Die Braunschweiger Landeskirche in den 70er Jahren

und ihr Bischof Gerhard Heintze

22 Rundbriefe von Landesbischof Heintze in Auswahl und Auszügen

16. Zum Jahrestag der Kapitulation

Rundbrief 6.5.1975

an die Pfarrer und sonstigen Mitarbeiter der Landeskirche

Liebe Schwestern! Liebe Brüder!

Anbei schicke ich Ihnen den Lage- und Tätigkeitsbericht zu, den ich auf der letzten Tagung unserer Landessynode für das Landeskirchenamt zu erstatten hatte. Vielleicht ist das eine oder andere darin auch für Sie von Interesse. Über eventuelle Reaktionen Ihrerseits würde ich mich freuen.

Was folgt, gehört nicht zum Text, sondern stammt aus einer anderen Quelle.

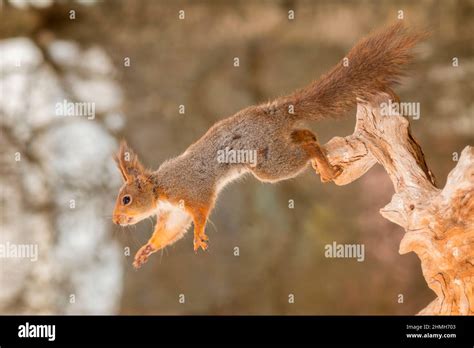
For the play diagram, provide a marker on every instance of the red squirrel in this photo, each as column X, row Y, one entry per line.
column 185, row 188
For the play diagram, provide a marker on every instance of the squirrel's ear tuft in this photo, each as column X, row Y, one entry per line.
column 128, row 163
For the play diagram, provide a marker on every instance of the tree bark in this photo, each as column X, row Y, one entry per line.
column 439, row 223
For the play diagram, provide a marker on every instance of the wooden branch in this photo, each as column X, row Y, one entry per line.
column 439, row 224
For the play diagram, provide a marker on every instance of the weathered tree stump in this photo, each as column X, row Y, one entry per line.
column 439, row 223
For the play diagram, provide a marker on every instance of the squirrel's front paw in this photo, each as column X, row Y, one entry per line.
column 331, row 174
column 200, row 242
column 142, row 255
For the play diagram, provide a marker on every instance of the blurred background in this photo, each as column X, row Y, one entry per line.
column 138, row 61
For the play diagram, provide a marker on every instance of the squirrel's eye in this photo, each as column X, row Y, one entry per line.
column 126, row 200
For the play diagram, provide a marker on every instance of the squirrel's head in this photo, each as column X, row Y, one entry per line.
column 136, row 199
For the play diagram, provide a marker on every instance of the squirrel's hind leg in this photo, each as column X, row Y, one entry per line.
column 200, row 215
column 319, row 161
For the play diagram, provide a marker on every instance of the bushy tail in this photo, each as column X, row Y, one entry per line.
column 373, row 65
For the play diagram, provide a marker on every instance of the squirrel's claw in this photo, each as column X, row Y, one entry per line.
column 200, row 242
column 141, row 257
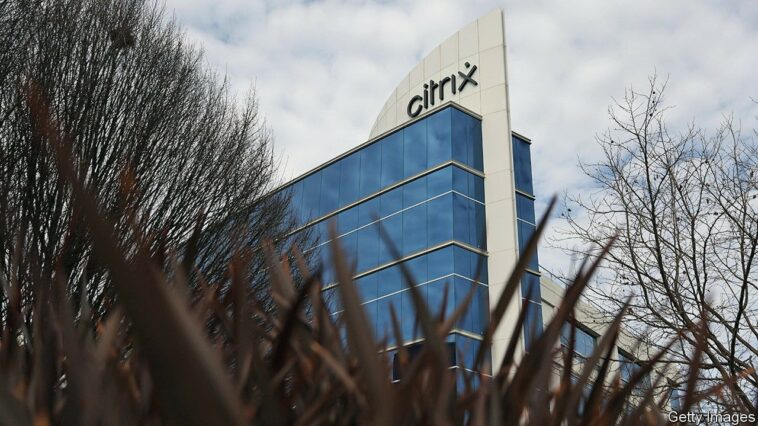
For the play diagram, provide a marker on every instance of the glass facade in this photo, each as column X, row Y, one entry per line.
column 415, row 199
column 531, row 297
column 423, row 187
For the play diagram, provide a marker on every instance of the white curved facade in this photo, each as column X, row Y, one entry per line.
column 480, row 43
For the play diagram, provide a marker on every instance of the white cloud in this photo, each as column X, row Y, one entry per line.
column 323, row 69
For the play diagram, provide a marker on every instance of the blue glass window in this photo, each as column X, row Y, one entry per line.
column 368, row 247
column 414, row 229
column 415, row 148
column 467, row 139
column 440, row 262
column 391, row 201
column 347, row 220
column 530, row 287
column 532, row 322
column 418, row 269
column 393, row 227
column 371, row 160
column 349, row 244
column 332, row 299
column 409, row 321
column 350, row 168
column 311, row 196
column 440, row 223
column 368, row 211
column 439, row 291
column 525, row 232
column 584, row 344
column 389, row 280
column 414, row 192
column 296, row 201
column 439, row 182
column 367, row 287
column 439, row 137
column 392, row 158
column 462, row 217
column 470, row 319
column 330, row 189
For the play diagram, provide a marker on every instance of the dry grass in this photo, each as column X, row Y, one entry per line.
column 178, row 355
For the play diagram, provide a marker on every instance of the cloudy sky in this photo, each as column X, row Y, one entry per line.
column 323, row 69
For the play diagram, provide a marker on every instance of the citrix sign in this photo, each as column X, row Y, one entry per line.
column 419, row 103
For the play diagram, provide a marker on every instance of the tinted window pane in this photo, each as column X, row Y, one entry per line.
column 439, row 137
column 533, row 322
column 439, row 182
column 414, row 192
column 384, row 318
column 408, row 319
column 436, row 292
column 349, row 244
column 479, row 232
column 462, row 217
column 368, row 247
column 525, row 208
column 330, row 189
column 371, row 160
column 460, row 180
column 418, row 269
column 440, row 222
column 368, row 211
column 332, row 300
column 466, row 139
column 367, row 287
column 415, row 148
column 349, row 179
column 440, row 262
column 462, row 261
column 391, row 202
column 522, row 163
column 392, row 158
column 460, row 139
column 530, row 284
column 393, row 227
column 478, row 188
column 296, row 200
column 525, row 231
column 389, row 280
column 347, row 220
column 414, row 229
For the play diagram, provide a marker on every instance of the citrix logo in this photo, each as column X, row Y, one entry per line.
column 419, row 103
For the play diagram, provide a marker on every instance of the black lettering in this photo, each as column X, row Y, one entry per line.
column 417, row 111
column 432, row 86
column 467, row 77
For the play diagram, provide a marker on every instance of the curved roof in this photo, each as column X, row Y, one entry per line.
column 480, row 43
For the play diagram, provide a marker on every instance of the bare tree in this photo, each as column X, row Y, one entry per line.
column 157, row 138
column 684, row 208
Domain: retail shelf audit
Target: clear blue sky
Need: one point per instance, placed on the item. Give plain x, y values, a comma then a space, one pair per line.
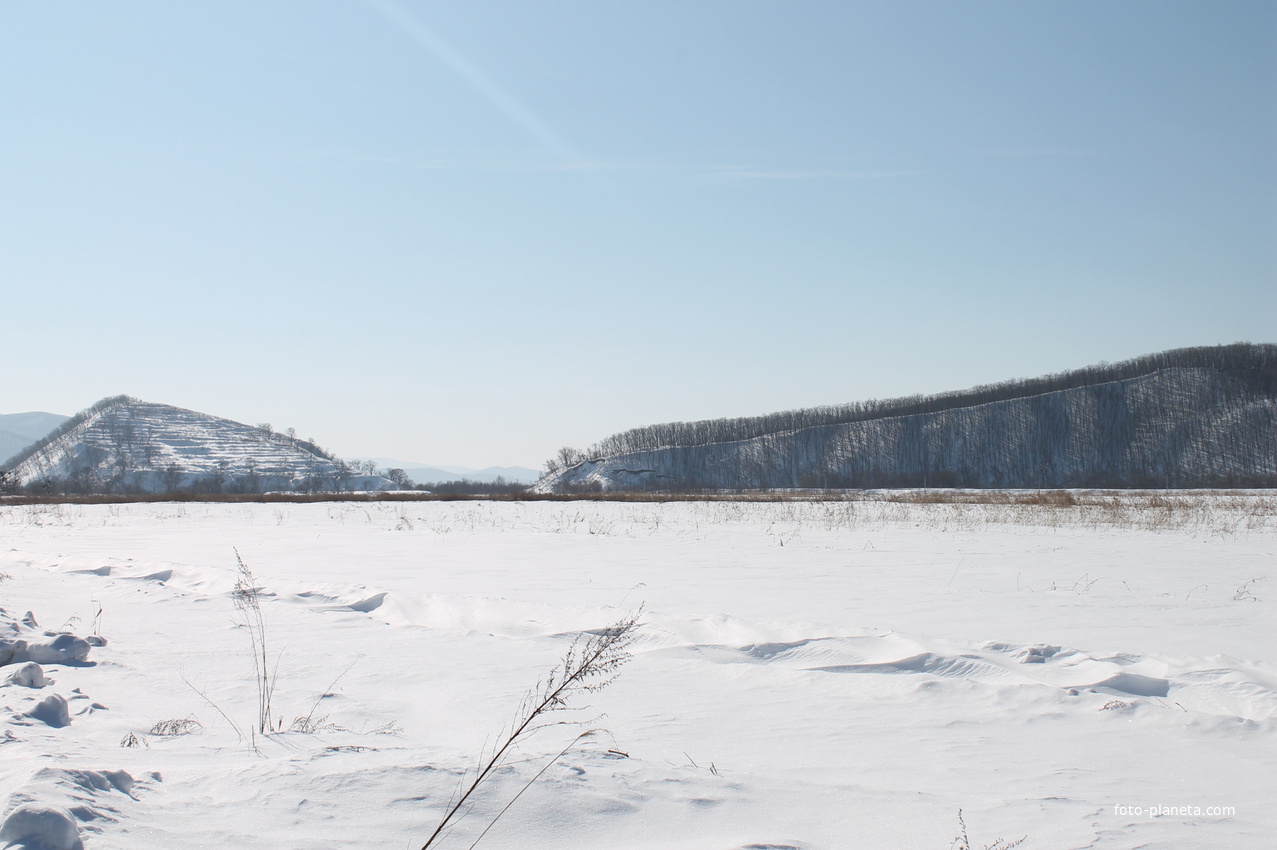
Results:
473, 232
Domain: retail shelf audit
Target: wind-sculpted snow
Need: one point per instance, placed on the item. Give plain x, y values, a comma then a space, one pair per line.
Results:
810, 674
1172, 421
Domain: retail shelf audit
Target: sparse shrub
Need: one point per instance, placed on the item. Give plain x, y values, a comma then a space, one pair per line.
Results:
1244, 595
962, 842
588, 666
247, 597
133, 742
174, 728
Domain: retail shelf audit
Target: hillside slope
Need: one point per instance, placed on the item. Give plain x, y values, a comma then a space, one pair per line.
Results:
19, 430
1185, 417
124, 444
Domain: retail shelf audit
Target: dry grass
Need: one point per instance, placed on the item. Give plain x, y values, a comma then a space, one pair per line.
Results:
174, 728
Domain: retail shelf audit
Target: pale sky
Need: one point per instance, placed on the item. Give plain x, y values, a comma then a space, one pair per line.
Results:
473, 232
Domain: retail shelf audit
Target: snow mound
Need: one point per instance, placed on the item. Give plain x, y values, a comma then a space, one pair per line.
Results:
56, 804
51, 711
21, 641
28, 675
37, 826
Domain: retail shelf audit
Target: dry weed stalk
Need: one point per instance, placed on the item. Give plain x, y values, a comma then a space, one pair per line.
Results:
962, 842
247, 597
588, 666
174, 728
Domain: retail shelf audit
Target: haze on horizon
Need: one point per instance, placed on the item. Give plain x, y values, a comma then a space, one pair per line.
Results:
471, 234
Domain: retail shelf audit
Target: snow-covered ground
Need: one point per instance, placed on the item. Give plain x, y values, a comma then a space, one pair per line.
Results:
805, 674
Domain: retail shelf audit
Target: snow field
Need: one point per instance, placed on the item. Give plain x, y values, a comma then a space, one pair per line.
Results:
806, 674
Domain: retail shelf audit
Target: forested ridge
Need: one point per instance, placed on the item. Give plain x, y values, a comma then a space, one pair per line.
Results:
1202, 416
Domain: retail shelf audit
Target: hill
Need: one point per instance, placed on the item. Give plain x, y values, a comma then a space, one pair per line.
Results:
1185, 417
124, 444
19, 430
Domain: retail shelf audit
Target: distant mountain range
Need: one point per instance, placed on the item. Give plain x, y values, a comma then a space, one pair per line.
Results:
1181, 419
124, 444
432, 474
19, 430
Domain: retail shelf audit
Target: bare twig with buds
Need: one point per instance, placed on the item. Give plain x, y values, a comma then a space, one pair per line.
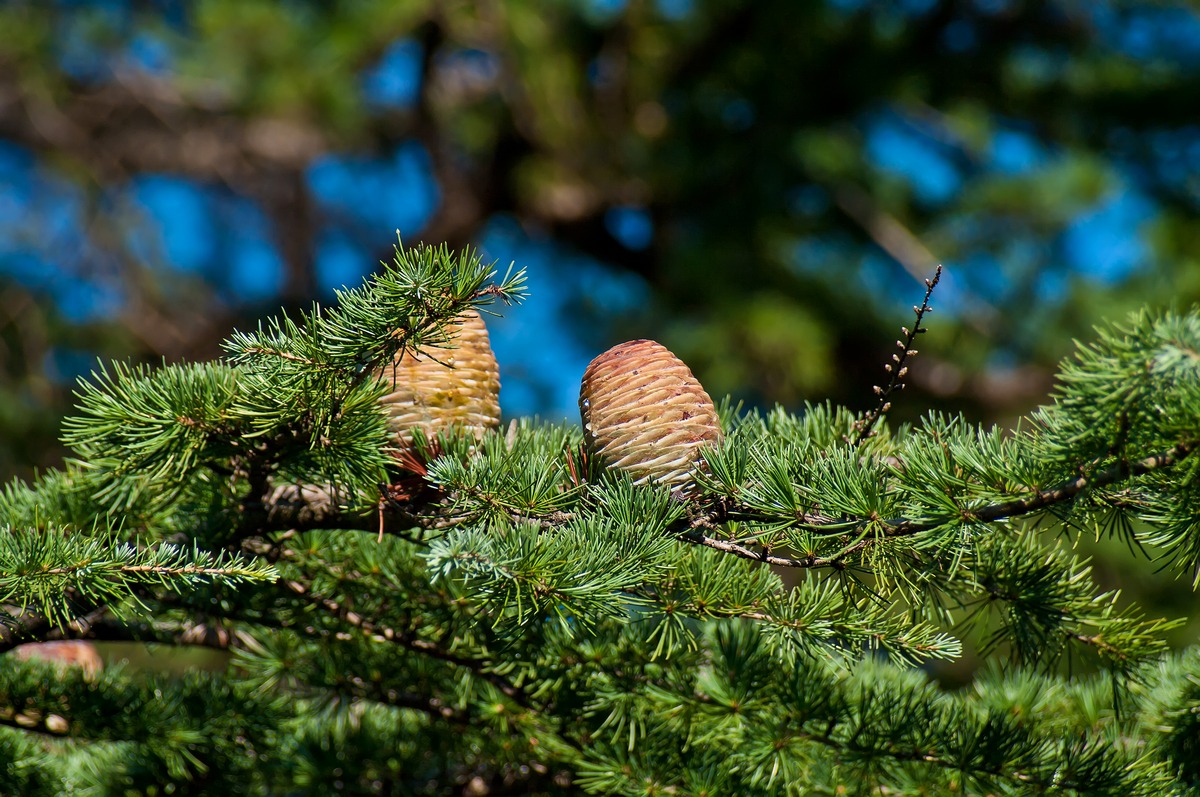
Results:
898, 369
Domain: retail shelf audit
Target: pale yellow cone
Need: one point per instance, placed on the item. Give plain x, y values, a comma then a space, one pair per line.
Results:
439, 387
645, 413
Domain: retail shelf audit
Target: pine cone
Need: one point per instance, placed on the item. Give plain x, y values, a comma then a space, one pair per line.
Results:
645, 412
441, 385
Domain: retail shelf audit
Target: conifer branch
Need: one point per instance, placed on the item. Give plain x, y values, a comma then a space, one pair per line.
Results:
406, 640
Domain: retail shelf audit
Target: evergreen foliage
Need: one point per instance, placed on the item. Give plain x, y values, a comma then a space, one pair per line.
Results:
504, 616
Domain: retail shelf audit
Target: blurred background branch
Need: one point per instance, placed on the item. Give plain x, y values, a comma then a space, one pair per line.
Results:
759, 185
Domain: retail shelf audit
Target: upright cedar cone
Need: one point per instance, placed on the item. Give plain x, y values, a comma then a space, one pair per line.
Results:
645, 412
443, 385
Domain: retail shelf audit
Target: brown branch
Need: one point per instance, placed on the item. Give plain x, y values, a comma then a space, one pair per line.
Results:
407, 641
394, 519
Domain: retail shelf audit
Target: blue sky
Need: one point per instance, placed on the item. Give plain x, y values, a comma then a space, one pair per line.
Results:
181, 226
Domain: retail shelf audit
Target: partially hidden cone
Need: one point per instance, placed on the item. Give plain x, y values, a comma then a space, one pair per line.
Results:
437, 387
645, 413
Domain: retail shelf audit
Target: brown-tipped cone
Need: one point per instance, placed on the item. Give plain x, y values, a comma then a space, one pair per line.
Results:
443, 385
645, 412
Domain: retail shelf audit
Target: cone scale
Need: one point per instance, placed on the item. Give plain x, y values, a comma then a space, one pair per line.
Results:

In diesen Tagen sind es dreißig Jahre her, seit der Zweite Weltkrieg mit seinen Schrecken und dem vielfältigen Unrecht, das ihm voraufging und in ihm geschah, beendet wurde. Neben dem Wort des Rates der Evangelischen Kirche in Deutschland zu diesem Anlaß, das Sie kennen werden, hat mich eine vom Bund der Evangelischen Kirchen in der DDR zum 8. Mai angestellte Besinnung über das Thema „Befreiung“ beeindruckt. In ihr heißt es u.a.: „Müßte nicht die Erinnerung an den 8. Mai 1945 in uns Impulse des Evangeliums neu freisetzen? Das heißt kritisch zu werden gegenüber allen Situationen, in denen der Tod noch seine Feste feiert, bereit zu werden im Dienst für andere zu leben und zu leiden?
Die Kirche als eine Gemeinschaft von Befreiten und Versöhnten:
   Gehen wir so miteinander um?
   Tragen wir unsere Konflikte so aus? ...
In der Antwort auf die Fragen, die uns die Besinnung auf den 8. Mai 1945 stellt, wird sich erweisen, ob wir die Hoffnung auf Gottes Reich, die uns trägt, weitertragen.“

Herzlich grüße ich Sie alle zum bevorstehenden Pfingstfest. Gerade dieses Fest gibt Anlaß, die Grundfrage, die Dietrich Bonhoeffer in seiner letzten Lebenszeit – am 9.4. war sein 30. Todestag – vor allem bewegte, neu zu bedenken: „Wer ist Christus heute eigentlich für uns?“ Sie wird nicht nur für unsere Verkündigung, sondern für unser ganzes Christ-Sein und Kirche-Sein die Grundfrage bleiben. Mir ist dabei neu wichtig geworden, was Eberhard Bethge in seiner großen Bonhoeffer-Biographie über den unauflöslichen inneren Zusammenhang sagt, in dem für Bonhoeffer „Weltlichkeit“ und „Arkandisziplin“, Praxis des Glaubens und Solidarität mit der Welt miteinander stehen, und über Bonhoeffers unbedingtes Vertrauen, daß der Heilige Geist Gottes selber die rechte Zeit der Verkündigung weiß und heraufführt (vgl. besonders a.a.O. S. 992). Möchte die Bitte um den Geist Gottes uns in der Antwort auf die uns gestellte Grundfrage miteinander ein Stück weiterführen!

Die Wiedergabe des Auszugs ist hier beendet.